I got to call Poison Control this morning, oh joy. Jacob, who is 9 – years, not months – proudly told me that last night he had mixed a variety of lotions and medicines together, added a little water, and created a potion.
“What did you do with it?”
“I drank it. But just a little! I’m letting it sit some more, to see if it makes something different.”
I had him show me just how he made his concoction. There was really very little of anything, but who knows how much pimple cream or hand lotion it takes to hurt you?
“Jacob, we’re going to have to call Poison Control.”
“It’s…it’s the government. It’s the government, Jacob. And they are going to need to know about this.”
“Because it’s against the law to drink things that might be poisonous.”
We went downstairs and called the number. I showed him how you can tell how important Poison Control is, because it’s in the front of the phone book.
Someone named Rosie answered. Jacob fiddled with a paper clip as I told Rosie all about it, and read the labels for all of his potion ingredients. She said he would be fine, but all I said aloud was, “Mm hm.” Didn’t want Jacob to know just yet.
Rosie asked for Jacob’s name. When I told her, his eyes got wide. Finally! The first sign that he might be worried about the situation. Let him wonder if the Poison Control government people would come for him. I just gave him a concerned look, and shook my head.
When I hung up he asked, “Why did you tell them my name?”
“Because they asked for it. They keep track of who makes concoctions that might be poisonous. Now they have your name.”
“What are they going to do with it?”
“I don’t know.”
I almost smiled at this point, but I didn’t want to have him think it wasn’t a serious thing he had done. So, I started crying.
“Mom, why are you crying?”
“Because it scares me you would swallow something that isn’t safe. What would I do if something happened to you?”
“Like what would happen?”
We then had a brief talk about organ failure, and Jacob said, “Like my heart? And my ears?”
“Yes, just like that. They could stop working, and you could die.”
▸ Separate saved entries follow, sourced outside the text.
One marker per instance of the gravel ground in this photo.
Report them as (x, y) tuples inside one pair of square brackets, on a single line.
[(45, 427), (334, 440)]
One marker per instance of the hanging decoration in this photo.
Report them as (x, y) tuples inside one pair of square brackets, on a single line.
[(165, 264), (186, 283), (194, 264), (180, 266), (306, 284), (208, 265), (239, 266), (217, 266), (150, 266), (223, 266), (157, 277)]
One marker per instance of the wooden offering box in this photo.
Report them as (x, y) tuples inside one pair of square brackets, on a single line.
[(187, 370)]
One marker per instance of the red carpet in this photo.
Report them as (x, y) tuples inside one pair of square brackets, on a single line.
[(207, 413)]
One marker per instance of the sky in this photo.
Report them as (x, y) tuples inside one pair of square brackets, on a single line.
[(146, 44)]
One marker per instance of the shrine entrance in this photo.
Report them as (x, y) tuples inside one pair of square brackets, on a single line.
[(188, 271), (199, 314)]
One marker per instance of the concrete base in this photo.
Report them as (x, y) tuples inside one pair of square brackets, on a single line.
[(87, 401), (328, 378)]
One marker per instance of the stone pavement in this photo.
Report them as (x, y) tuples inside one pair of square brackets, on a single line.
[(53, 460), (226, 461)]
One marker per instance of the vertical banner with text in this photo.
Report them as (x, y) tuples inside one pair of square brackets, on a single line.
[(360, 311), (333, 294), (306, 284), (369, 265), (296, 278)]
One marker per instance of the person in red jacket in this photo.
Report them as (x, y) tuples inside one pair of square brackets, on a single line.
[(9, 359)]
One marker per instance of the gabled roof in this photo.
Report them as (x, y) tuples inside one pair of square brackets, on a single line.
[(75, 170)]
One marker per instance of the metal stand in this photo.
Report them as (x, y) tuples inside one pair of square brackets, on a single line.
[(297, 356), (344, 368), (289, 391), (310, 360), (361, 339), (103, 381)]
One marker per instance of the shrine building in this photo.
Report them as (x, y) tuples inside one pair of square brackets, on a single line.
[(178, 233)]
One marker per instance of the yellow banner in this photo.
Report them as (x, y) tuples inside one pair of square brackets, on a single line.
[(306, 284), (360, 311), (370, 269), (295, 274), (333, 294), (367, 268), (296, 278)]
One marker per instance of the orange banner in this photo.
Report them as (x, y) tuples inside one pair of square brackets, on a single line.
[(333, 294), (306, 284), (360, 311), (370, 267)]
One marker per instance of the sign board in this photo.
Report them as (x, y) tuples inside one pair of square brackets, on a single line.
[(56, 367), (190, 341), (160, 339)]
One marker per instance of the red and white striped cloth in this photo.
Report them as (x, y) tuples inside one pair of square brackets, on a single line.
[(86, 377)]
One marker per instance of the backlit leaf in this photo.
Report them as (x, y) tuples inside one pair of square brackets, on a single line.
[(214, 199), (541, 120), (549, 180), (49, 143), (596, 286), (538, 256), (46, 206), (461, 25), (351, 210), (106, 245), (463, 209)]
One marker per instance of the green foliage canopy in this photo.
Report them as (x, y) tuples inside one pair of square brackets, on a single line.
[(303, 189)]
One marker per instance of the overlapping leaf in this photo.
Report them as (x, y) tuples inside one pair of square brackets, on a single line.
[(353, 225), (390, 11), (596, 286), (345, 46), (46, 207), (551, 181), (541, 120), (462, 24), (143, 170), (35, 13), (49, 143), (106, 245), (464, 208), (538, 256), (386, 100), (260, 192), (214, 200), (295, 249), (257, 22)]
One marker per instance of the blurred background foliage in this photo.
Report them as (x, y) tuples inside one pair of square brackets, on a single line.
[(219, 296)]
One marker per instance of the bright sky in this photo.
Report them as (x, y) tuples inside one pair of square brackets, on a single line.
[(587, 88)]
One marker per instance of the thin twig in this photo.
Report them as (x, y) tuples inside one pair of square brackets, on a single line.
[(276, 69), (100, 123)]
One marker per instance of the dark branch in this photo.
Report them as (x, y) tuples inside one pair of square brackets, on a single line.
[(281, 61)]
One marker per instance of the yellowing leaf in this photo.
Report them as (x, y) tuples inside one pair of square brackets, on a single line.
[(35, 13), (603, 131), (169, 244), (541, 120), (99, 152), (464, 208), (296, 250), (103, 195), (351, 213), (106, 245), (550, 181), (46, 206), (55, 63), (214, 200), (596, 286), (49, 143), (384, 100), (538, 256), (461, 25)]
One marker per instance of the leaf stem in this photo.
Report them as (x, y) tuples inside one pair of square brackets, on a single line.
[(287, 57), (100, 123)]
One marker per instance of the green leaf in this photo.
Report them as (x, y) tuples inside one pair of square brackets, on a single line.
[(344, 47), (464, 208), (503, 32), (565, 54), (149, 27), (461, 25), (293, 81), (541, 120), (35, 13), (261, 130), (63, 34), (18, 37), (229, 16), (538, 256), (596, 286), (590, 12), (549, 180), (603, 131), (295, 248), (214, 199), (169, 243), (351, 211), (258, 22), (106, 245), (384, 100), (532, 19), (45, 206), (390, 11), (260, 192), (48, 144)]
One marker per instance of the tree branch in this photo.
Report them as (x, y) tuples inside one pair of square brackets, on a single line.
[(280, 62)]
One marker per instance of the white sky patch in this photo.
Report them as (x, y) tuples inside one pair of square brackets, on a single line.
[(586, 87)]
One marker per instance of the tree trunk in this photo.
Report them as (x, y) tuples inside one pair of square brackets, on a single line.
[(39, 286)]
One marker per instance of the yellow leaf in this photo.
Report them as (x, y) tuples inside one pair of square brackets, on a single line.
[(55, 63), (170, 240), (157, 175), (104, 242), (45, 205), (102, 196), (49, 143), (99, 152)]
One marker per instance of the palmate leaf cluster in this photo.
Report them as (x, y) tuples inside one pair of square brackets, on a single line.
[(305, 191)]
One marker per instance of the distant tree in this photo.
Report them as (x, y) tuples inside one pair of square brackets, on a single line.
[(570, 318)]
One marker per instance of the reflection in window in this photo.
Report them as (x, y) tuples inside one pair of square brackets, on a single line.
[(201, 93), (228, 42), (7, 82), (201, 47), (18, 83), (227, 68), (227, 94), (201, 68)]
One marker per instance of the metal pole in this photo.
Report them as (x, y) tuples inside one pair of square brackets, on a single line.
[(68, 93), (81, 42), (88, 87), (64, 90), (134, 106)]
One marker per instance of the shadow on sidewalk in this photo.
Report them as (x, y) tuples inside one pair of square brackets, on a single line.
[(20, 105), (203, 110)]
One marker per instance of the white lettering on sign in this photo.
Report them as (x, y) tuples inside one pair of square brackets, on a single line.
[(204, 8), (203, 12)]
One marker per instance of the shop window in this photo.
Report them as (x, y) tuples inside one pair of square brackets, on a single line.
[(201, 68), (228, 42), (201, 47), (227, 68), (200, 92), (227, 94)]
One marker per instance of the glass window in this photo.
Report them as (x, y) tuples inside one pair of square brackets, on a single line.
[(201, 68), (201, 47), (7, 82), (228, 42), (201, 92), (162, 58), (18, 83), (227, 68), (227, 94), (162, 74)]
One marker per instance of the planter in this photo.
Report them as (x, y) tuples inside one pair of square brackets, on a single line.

Hopefully that will be the last time I call Poison Control, but it wasn’t the first. If they keep a list of calls I’ve made over the years (not all for Jacob), that list will look something like this:
~Child ate poster putty.
~Mom administered too much liquid Tylenol. (Oops.)
~Excessive toothpaste consumption. (Actually had to call about this one on two different occasions.)
~Glass thermometer bitten and broken; mercury spotted in child’s mouth.
~Desitin diaper ointment: entire tube thickly smeared (by toddler) over infant’s entire head; in ears, nostrils, over eyes (thankfully not in eyes); small amounts may have been consumed orally.
That last one was pretty scary, but interesting. If I’d known he was going to be fine, I would have stopped to take a picture. He looked like Uncle Fester with all that creamy, white Desitin on his head.
Big shout out to Poison Control. Nice people, nonjudgmental. Good at calming frantic parents. Don’t hesitate to call if you have a question.
As for Jacob, I suggested that next time he wants to make a potion, he should try using food items. For instance, chocolate sauce…with lemon juice…and maybe ketchup?
To reach those Poison Control government people call 800-222-1222. Well, that's our local number. Wonder if it's the same for you?